Dosimeter in Tschernobyl

Fukushima und Tschernobyl sind kaum vergleichbar (Foto: Eight Photo | Shutterstock)

Bisher war ich davon ausgegangen, dass man die Arbeiter am Kernkraftwerk Fukushima genauso verheizt, wie die Liquidatoren von Tschernobyl. Das ist aber offenbar nicht der Fall. Ja, die Jungs sind einer deutlich erhöhten Strahlung ausgesetzt. Ja, auch von ihnen werden viele an Krebs sterben. Aber nein, es ist trotzdem nicht mit Tschernobyl vergleichbar.

In Tschernobyl wurden ca. 500.000 – 800.000 Menschen eingesetzt, um die Folgen des Super-GAUs zu beseitigen. Vorsichtigen Schätzungen zufolge sind ca. 10.000 davon an den direkten Folgen ihres Einsatzes gestorben. In Fukushima arbeiten aktuell Teams von 50-200 Arbeitern.

Strahlendosis: Tschernobyl vs. Fukushima

Die Strahlendosis der Teams, die in Tschernobyl direkt am Reaktor gearbeitet haben, betrug zwischen 1.000 und 10.000 Millisievert.

Für die japanischen Teams gilt eine Obergrenze von 150 Millisievert. Die wurde heute morgen bei drei Arbeitern überschritten. (170-180 Millisievert) Man geht allerdings davon aus, dass bei Expositionen unterhalb von 500 Millisievert zwar langfristige Schäden (deutlich erhöhtes Krebsrisiko, höhere Herzinfarktrate, Unfruchtbarkeit, Deformationen der Nachkommen), aber keine akute Strahlenkrankheit drohen.

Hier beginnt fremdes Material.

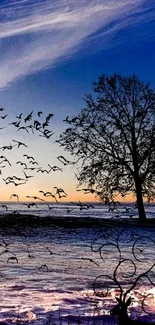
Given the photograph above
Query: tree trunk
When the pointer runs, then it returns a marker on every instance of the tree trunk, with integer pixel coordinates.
(140, 203)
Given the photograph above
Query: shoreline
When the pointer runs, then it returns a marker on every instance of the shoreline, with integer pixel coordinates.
(11, 220)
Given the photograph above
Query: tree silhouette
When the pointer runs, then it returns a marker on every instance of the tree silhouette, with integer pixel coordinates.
(113, 140)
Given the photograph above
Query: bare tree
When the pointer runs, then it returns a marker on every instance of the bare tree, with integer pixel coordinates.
(113, 139)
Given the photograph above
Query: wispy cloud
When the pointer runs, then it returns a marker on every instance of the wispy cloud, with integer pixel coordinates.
(35, 35)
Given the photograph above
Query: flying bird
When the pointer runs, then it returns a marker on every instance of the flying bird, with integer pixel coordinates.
(14, 195)
(19, 143)
(19, 116)
(27, 176)
(34, 197)
(28, 117)
(22, 164)
(54, 168)
(39, 113)
(59, 191)
(65, 161)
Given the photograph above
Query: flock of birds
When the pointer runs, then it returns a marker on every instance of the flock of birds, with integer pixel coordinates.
(29, 165)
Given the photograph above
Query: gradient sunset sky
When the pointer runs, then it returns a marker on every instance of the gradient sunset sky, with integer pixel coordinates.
(51, 52)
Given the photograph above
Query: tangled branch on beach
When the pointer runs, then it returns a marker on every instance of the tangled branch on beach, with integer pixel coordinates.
(131, 272)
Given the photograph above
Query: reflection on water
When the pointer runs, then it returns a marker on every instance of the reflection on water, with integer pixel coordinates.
(47, 270)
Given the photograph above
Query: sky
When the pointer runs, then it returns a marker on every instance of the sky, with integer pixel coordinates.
(51, 53)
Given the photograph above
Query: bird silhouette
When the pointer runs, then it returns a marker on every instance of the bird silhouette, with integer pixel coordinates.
(5, 160)
(42, 170)
(14, 195)
(65, 161)
(47, 194)
(28, 117)
(54, 168)
(27, 176)
(37, 125)
(34, 197)
(19, 143)
(40, 113)
(61, 193)
(19, 116)
(33, 162)
(10, 147)
(22, 164)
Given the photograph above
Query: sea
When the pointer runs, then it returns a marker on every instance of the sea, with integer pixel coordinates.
(71, 274)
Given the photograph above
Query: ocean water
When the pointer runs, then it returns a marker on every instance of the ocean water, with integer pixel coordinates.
(49, 273)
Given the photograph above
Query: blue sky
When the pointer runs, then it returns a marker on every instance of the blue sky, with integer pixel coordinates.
(52, 51)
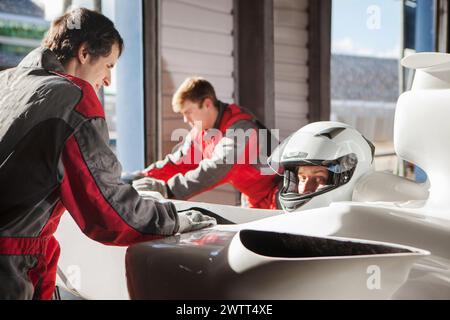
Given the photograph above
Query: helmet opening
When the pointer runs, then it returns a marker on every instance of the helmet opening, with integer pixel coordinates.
(329, 175)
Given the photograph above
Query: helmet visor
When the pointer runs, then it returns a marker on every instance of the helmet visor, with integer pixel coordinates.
(310, 178)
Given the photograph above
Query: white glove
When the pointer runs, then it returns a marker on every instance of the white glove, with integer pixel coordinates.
(129, 177)
(193, 220)
(151, 184)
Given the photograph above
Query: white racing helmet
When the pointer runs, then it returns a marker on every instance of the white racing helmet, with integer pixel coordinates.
(339, 148)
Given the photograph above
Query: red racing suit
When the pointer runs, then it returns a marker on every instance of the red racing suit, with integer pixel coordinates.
(233, 152)
(54, 156)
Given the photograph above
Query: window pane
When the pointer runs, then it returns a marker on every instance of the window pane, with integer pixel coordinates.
(23, 24)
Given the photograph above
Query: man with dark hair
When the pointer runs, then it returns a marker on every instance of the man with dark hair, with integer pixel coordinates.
(54, 156)
(225, 145)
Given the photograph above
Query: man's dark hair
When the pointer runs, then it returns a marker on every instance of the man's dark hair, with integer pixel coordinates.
(68, 32)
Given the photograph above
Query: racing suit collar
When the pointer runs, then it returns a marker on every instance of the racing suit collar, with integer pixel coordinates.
(222, 106)
(42, 58)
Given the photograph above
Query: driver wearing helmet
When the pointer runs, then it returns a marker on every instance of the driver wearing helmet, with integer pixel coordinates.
(321, 163)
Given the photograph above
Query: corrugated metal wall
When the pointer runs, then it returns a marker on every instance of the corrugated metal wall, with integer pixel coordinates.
(291, 65)
(197, 39)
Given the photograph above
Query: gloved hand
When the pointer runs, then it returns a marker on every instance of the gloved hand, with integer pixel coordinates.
(151, 184)
(193, 220)
(129, 177)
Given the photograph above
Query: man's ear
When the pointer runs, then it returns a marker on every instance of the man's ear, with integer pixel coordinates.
(82, 53)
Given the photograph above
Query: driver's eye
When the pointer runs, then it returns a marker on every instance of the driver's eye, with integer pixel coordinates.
(320, 180)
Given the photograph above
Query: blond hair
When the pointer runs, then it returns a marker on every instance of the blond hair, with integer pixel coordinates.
(195, 89)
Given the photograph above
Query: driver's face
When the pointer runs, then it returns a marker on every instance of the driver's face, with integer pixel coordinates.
(311, 178)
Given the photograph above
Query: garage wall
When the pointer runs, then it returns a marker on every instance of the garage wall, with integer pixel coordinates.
(196, 39)
(291, 65)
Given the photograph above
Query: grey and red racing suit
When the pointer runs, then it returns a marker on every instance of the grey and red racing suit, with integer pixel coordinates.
(54, 156)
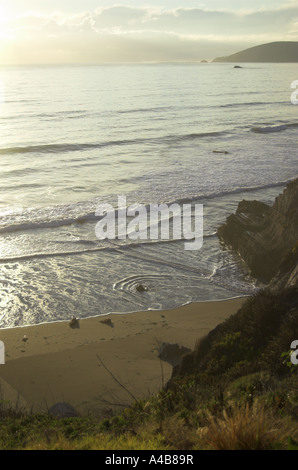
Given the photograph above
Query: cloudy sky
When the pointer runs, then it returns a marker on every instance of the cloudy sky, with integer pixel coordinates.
(95, 31)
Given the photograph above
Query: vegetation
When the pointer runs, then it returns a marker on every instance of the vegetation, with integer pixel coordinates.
(236, 390)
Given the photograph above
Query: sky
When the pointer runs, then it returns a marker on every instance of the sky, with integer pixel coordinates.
(95, 31)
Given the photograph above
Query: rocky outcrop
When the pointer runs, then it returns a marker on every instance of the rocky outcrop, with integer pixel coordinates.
(282, 51)
(266, 236)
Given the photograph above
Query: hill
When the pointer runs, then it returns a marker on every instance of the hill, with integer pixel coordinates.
(285, 51)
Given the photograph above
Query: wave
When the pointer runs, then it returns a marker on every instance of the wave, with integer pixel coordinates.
(270, 129)
(80, 147)
(84, 212)
(252, 103)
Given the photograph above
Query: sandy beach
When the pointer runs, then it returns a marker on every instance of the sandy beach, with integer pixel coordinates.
(58, 363)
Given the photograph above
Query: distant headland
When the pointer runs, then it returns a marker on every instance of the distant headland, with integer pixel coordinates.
(284, 51)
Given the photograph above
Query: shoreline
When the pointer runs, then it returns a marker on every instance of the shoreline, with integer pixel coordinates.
(58, 363)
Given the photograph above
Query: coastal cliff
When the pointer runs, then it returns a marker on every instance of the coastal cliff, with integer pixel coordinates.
(265, 236)
(275, 52)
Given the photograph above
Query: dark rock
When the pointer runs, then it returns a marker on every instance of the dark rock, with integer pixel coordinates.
(264, 235)
(74, 323)
(141, 288)
(63, 410)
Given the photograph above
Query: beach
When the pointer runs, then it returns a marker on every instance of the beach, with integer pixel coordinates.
(99, 365)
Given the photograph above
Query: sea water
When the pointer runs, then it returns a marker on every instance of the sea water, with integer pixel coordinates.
(74, 137)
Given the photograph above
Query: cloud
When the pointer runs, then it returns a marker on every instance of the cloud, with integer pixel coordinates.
(122, 33)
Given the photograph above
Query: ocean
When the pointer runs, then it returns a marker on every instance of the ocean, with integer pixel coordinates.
(74, 137)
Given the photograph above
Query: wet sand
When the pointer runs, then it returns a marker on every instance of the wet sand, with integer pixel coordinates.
(85, 365)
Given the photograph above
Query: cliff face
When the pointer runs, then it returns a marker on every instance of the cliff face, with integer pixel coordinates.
(264, 236)
(284, 51)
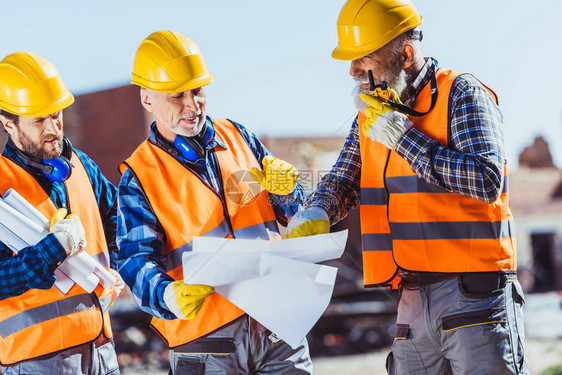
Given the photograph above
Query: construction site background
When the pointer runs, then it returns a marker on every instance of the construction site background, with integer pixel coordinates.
(354, 335)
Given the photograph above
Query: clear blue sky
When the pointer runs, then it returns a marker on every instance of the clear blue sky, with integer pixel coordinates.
(271, 59)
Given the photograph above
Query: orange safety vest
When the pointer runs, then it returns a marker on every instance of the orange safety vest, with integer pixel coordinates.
(40, 322)
(410, 224)
(186, 207)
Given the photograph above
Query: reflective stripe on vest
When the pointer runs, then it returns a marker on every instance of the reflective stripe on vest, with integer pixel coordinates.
(409, 223)
(39, 314)
(187, 207)
(40, 322)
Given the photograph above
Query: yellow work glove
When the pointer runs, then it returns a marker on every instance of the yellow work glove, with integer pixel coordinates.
(184, 300)
(277, 176)
(68, 231)
(383, 123)
(310, 221)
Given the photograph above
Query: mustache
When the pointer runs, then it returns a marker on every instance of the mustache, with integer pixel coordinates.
(51, 137)
(362, 78)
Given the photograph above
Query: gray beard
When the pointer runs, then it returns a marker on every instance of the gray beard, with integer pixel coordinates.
(193, 131)
(399, 83)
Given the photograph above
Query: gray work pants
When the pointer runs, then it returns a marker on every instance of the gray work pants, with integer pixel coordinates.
(94, 358)
(242, 347)
(444, 329)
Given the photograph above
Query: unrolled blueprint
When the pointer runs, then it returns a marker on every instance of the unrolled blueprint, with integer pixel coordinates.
(275, 282)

Bleibt es dabei, ist die Lebenserwartung der Arbeiter zwar deutlich reduziert, bei guter medizinischer Betreuung werden die Meisten von Ihnen trotzdem ein „normales“ Lebensalter erreichen.

Diese Annahmen gelten natürlich immer unter der Voraussetzung, dass man mit „offenen Karten“ spielt und die veröffentlichten Werte stimmen. Den Arbeitern von Tschernobyl hat man nicht die Wahrheit gesagt. Messwerte und Untersuchungsprotokolle wurden manipuliert.